Nursing is a profession that requires not only the hands that work, but also the brain that thinks about reality (and the problems it presents), and seeks intelligent solutions that help everyone involved. We must start our careers as nurses not by "putting ourselves in a cast", but by untying the knots that hold us in the sameness of "performing a task here, another there". Nursing has many brilliant minds and it certainly thinks of projects that can change the reality of people who go through health problems.


8. How did you learn about the QSNA and what prompted you to apply?

I learned about the Queen Silvia Nursing Award from Sweden from a colleague and I applied because I believe that my work has a lot to do with presenting potential solutions to major challenges in public and private health in Brazil. The focus here is on maintaining savings for both systems, as well as making the journey of cancer patients safer and more complete, as they undergo complex, expensive treatments that considerably reduce their quality of life.

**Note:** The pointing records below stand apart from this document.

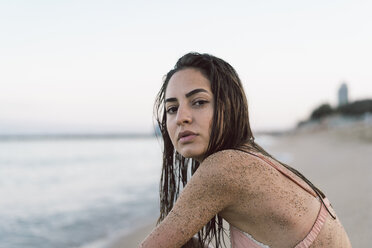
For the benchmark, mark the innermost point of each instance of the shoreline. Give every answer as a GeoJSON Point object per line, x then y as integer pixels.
{"type": "Point", "coordinates": [335, 160]}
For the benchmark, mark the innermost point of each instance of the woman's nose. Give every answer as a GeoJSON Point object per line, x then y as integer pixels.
{"type": "Point", "coordinates": [183, 115]}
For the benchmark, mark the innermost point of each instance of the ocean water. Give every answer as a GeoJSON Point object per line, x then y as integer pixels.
{"type": "Point", "coordinates": [77, 192]}
{"type": "Point", "coordinates": [69, 193]}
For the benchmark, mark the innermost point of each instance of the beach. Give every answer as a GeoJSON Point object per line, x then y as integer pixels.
{"type": "Point", "coordinates": [337, 160]}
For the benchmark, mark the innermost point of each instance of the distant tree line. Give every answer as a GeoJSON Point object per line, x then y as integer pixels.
{"type": "Point", "coordinates": [353, 109]}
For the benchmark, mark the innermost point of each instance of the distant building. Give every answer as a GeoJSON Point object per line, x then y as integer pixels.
{"type": "Point", "coordinates": [343, 95]}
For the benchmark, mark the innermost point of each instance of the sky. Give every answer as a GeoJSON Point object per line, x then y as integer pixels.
{"type": "Point", "coordinates": [96, 66]}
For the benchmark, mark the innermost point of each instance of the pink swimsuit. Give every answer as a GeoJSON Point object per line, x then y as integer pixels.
{"type": "Point", "coordinates": [240, 239]}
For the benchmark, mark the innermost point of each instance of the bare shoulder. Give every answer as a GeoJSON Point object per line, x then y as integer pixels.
{"type": "Point", "coordinates": [230, 160]}
{"type": "Point", "coordinates": [230, 166]}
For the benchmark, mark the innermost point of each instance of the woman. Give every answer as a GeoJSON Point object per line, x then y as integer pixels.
{"type": "Point", "coordinates": [202, 113]}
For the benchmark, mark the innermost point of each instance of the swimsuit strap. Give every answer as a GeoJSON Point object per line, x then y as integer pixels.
{"type": "Point", "coordinates": [315, 230]}
{"type": "Point", "coordinates": [295, 180]}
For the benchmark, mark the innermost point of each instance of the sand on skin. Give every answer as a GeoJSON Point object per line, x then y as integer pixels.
{"type": "Point", "coordinates": [338, 161]}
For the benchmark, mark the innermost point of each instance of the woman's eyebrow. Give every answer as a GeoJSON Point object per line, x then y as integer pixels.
{"type": "Point", "coordinates": [193, 92]}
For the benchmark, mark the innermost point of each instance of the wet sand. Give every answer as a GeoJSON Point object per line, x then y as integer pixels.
{"type": "Point", "coordinates": [338, 161]}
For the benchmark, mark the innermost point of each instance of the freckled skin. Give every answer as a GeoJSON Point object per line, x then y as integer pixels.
{"type": "Point", "coordinates": [243, 189]}
{"type": "Point", "coordinates": [251, 195]}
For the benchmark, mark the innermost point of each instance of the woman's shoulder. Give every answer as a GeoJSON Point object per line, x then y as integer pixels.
{"type": "Point", "coordinates": [231, 160]}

9. Summarize your winning idea in a sentence and please let us know why you think this is important to share with the international nursing community?

Digital support, remote monitoring and care focused on the quality of life of cancer patients.


Since 2017, large studies have been published in the largest oncology congresses in the world and tell us about the fundamental importance of having qualified professionals available to patients with chronic-degenerative diseases outside the hospital environment. Many of them demonstrate significant improvement in quality of life, adherence to treatment, communication with the health team, reduction of unnecessary visits to treatment centers, early identification of potentially fatal situations and increase in survival rates, reaching even higher levels than new drugs.


The importance of quality digital support also comes from the global industry 4.0 movement, innovation and digital transformation. Patient care will be directly linked to this in a few years, and many will have greater access to quality healthcare.


10. Will you be bringing your winning idea further, i.e. to market or to development?

Yes! I want to learn more and more about how to transform the current Brazilian reality and I seek support from people who can encourage my ideas and help me leverage digital support for patients not only oncology, but with chronic-degenerative diseases in the country.


The central idea is to promote quality of life through an application with easy access to multi professional teams that guide and make the journeys of these patients increasingly lighter and safer, through telecare, pharmacovigilance, guidelines for self-care, reporting center of symptoms, navigation center, multidisciplinary assistance from diagnosis to outcome, whatever it may be.


Finally, I am immensely grateful to everyone involved for the opportunity to take my project this far.